I was the only president of a cartoonist group who required Secret Service protection, although the Secret Service was probably the only agency not represented.

The Department of Homeland Security, formerly a cartoon subject, became my wingman as I asked for occasional updates. They hadn’t picked up any terrorist chatter, so that was a relief.

Editorial cartooning in the United States faces many challenges, but the threat of violence usually isn’t one of them. Some newspapers are cutting staff. Two or three cartoonists’ positions were lost in the past year, but one was saved at Newsday, and one was created at the New Orleans Advocate.

Some cartoonists are very secure in their jobs, or so it seems. Others at the convention expressed the usual fears, particularly cartoonists of a certain age. Others had created interesting freelance markets for themselves, but were constantly worried about dental plans and saving for retirement.

This profession is being dragged into the future whether we want to go or not. Seeing black-and-white cartoons online seems almost antiquarian; I now think way more about how my work is going to present online, be it on a tablet or a mobile phone.

When I joined the AAEC in 1987 at the peak of American political cartooning, there were always job openings. Editors were recruiting, and syndicates all had representatives cruising the convention bar in Washington, D.C., looking for Mr. Goodline. This year, no one.

The D.C. convention was my first, and we had about 300 attendees, and there were 225 full-time staff editorial cartoonists in the United States. Now there are fewer than 50.

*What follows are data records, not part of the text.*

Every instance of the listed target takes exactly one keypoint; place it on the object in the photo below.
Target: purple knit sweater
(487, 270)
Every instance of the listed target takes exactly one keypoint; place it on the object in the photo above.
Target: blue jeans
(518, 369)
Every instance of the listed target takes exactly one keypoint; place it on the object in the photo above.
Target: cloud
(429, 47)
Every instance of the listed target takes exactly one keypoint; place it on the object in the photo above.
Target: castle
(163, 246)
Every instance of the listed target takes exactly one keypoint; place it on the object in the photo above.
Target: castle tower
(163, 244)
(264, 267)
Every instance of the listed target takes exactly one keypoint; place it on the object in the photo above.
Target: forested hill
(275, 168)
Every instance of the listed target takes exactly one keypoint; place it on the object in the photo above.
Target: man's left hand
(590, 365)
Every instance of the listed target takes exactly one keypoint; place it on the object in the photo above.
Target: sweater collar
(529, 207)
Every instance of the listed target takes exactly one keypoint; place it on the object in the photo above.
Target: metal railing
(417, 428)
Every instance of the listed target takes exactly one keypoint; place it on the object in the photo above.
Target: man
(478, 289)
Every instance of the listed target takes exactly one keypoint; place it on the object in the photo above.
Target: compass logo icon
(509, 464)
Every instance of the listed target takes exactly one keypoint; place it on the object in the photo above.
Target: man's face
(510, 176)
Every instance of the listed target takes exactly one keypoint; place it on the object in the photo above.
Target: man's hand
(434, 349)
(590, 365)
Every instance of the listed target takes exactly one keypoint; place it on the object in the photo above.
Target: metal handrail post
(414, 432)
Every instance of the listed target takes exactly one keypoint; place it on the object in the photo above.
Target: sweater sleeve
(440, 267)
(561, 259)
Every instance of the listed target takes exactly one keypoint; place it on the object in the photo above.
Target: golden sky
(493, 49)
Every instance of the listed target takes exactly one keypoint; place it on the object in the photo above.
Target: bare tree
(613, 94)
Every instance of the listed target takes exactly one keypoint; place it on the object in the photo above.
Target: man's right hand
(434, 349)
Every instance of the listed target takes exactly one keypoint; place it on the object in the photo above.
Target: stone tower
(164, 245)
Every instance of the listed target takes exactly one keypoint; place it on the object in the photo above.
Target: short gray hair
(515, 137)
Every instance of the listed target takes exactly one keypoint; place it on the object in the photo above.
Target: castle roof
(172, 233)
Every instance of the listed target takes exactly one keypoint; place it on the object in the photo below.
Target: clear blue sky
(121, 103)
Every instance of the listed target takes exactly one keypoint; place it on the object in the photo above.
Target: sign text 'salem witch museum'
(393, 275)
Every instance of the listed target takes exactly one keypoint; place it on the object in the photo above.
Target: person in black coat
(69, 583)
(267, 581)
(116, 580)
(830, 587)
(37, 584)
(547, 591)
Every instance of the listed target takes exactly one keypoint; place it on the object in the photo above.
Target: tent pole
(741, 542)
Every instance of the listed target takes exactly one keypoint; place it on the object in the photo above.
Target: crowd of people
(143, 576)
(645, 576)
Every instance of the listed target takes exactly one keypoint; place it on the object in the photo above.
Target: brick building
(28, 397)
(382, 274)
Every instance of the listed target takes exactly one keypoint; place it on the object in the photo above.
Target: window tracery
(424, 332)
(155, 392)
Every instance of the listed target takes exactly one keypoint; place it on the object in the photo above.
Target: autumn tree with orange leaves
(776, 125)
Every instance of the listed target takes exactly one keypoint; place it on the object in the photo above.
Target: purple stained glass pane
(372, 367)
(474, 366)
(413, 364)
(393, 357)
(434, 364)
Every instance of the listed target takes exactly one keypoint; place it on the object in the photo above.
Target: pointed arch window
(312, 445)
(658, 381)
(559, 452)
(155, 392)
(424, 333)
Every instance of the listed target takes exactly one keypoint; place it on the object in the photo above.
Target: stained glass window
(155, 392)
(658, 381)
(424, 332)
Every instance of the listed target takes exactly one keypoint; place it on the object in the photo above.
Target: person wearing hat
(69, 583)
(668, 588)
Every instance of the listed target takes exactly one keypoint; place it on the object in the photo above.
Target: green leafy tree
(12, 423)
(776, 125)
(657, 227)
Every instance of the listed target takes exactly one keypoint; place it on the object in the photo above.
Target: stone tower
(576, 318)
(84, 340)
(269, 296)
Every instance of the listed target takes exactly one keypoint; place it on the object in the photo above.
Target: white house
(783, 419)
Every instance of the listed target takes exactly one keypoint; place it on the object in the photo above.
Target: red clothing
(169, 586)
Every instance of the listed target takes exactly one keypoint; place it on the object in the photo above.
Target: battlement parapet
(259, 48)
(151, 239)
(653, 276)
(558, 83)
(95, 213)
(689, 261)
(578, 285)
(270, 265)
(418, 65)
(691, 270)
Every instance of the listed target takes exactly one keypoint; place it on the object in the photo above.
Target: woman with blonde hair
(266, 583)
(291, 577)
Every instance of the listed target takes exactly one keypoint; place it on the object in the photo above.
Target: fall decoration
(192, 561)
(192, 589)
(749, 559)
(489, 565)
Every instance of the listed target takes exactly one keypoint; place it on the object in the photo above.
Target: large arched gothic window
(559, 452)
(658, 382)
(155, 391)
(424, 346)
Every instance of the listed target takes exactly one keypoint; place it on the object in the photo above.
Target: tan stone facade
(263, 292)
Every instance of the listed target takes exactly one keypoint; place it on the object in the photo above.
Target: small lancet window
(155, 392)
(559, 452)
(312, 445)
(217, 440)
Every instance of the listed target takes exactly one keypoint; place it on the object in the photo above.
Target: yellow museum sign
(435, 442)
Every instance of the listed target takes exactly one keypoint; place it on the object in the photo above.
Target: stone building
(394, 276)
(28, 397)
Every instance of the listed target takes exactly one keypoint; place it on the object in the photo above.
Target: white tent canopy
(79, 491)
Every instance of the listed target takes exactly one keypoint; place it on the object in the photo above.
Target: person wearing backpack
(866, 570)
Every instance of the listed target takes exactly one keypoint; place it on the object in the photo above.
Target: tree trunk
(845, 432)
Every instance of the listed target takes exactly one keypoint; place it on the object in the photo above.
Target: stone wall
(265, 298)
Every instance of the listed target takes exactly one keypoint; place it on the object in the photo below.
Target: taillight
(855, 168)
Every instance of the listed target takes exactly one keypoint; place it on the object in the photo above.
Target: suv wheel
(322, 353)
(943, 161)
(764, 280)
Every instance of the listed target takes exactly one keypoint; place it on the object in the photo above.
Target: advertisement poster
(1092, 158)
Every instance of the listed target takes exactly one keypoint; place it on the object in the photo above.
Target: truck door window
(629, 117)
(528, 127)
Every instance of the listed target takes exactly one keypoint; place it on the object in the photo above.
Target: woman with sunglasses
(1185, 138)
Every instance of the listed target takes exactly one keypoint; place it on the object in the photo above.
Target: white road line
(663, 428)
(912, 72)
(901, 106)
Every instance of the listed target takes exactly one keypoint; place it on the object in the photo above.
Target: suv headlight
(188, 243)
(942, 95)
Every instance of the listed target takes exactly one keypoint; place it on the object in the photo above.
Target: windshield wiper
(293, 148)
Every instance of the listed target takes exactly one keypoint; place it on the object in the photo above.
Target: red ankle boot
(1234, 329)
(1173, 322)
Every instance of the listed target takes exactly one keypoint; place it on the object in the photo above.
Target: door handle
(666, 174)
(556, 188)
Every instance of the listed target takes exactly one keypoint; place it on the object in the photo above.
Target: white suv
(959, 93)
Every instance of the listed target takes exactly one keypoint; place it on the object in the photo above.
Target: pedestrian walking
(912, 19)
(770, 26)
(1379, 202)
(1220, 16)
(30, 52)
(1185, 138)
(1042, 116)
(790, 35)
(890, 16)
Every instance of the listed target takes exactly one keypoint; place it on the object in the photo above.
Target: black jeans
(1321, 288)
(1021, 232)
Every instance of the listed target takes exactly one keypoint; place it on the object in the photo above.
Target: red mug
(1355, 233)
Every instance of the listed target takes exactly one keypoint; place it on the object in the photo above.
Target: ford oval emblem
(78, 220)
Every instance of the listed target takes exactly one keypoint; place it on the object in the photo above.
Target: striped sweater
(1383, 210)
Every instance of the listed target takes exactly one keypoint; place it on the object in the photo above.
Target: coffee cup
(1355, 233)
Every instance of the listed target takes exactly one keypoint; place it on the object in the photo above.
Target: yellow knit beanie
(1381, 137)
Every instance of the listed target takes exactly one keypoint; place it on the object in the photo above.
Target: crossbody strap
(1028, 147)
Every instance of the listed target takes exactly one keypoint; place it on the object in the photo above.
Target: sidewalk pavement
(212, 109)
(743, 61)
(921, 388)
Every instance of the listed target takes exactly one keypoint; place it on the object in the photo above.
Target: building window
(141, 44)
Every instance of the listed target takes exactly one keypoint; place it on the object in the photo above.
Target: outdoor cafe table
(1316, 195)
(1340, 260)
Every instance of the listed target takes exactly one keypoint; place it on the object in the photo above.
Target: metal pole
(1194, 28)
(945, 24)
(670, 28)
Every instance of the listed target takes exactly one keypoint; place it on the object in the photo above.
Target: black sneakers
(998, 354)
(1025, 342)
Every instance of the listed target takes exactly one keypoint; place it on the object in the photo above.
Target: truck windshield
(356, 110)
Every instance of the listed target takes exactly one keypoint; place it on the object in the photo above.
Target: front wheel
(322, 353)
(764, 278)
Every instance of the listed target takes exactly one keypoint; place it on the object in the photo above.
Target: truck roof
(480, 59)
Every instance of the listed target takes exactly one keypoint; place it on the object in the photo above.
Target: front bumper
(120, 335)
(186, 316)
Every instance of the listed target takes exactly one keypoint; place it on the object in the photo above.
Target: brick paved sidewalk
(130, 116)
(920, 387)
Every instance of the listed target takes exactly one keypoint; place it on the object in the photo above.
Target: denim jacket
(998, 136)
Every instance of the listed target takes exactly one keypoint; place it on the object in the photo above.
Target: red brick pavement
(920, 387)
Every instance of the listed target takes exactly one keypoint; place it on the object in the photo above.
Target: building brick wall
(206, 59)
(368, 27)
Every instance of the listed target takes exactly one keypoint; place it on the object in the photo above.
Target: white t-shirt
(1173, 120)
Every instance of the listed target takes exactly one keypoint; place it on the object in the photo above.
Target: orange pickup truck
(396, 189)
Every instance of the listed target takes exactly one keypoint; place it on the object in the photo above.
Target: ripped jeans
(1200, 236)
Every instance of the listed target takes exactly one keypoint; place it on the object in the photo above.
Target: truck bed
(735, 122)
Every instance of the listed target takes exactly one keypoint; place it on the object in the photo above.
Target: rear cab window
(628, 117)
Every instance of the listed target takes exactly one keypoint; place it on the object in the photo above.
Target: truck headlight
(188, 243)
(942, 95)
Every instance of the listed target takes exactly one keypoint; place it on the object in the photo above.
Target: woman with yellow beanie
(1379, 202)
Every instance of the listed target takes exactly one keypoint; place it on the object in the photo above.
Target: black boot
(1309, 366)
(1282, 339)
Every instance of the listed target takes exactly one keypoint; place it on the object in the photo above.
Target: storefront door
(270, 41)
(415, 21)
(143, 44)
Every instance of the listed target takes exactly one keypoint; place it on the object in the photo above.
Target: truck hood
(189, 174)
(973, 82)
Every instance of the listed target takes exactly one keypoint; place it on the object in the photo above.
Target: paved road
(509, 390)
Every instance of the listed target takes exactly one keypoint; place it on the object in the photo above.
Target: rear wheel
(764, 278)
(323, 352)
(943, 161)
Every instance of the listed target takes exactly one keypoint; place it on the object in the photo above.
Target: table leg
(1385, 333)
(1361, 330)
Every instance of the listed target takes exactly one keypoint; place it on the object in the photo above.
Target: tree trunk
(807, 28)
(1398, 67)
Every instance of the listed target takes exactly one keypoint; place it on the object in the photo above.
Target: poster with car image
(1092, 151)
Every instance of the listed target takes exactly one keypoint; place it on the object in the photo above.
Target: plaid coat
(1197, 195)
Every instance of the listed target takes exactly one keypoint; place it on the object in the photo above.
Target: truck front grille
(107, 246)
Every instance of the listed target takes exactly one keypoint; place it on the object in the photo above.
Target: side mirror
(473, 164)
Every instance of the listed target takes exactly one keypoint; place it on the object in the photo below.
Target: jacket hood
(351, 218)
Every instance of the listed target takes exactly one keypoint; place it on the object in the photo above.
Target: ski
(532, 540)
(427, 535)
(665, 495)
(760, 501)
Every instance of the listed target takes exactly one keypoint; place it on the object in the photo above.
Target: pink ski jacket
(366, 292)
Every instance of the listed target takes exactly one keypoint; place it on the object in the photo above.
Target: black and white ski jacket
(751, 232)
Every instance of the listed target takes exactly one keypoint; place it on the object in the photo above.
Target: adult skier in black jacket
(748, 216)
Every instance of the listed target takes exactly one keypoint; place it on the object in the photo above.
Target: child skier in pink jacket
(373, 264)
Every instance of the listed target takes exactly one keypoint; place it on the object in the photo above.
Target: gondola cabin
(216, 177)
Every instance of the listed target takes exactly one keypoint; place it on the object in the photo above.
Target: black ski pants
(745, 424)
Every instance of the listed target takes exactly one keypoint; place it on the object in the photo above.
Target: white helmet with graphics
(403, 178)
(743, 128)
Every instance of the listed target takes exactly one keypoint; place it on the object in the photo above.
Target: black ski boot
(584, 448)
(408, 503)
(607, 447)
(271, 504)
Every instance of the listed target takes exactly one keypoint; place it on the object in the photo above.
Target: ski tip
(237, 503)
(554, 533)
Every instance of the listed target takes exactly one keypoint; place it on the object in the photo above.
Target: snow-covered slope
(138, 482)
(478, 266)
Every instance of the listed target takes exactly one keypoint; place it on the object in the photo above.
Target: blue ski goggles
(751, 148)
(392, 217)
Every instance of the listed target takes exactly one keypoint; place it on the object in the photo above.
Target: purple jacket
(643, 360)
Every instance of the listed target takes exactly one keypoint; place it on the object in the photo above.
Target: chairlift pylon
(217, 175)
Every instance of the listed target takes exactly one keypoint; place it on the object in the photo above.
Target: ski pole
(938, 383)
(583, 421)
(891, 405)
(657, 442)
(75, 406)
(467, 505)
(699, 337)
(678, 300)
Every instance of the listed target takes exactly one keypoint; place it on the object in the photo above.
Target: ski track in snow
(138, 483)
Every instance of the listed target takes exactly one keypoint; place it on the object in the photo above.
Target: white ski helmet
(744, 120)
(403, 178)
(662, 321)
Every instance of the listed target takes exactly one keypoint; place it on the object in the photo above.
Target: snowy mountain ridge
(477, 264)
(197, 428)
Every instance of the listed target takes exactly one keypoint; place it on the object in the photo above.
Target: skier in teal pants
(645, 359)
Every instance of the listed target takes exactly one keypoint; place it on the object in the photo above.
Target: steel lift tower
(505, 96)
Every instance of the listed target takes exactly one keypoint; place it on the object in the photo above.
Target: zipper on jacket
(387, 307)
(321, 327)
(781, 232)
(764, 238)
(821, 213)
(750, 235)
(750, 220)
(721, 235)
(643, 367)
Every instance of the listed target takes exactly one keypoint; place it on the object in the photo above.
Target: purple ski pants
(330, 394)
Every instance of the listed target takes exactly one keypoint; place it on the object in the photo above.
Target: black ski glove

California had at least 10 full-time staff cartoonists: three in San Francisco, three in Los Angeles, one in Long Beach, one in Sacramento, one in San Diego, and several more scattered around at smaller papers.

Now it’s me, Steve Breen in San Diego and David Horsey in Los Angeles. In Texas, there is one: Nick Anderson at the Houston Chronicle.

One. In all of Texas.

Political cartooning is a precious thing in our society. It stretches the tensile strength of the First Amendment, affects public policy and gives us all a break from depressing stuff, like Donald Trump’s pink fiberglass coiffure or Hillary Clinton’s need to plan her spontaneity.

As for me, I leave the presidency in November, and I am happy to go back to planning my presidential library. You’re invited to the grand opening.

Just step through the metal detector and show a photo I.D.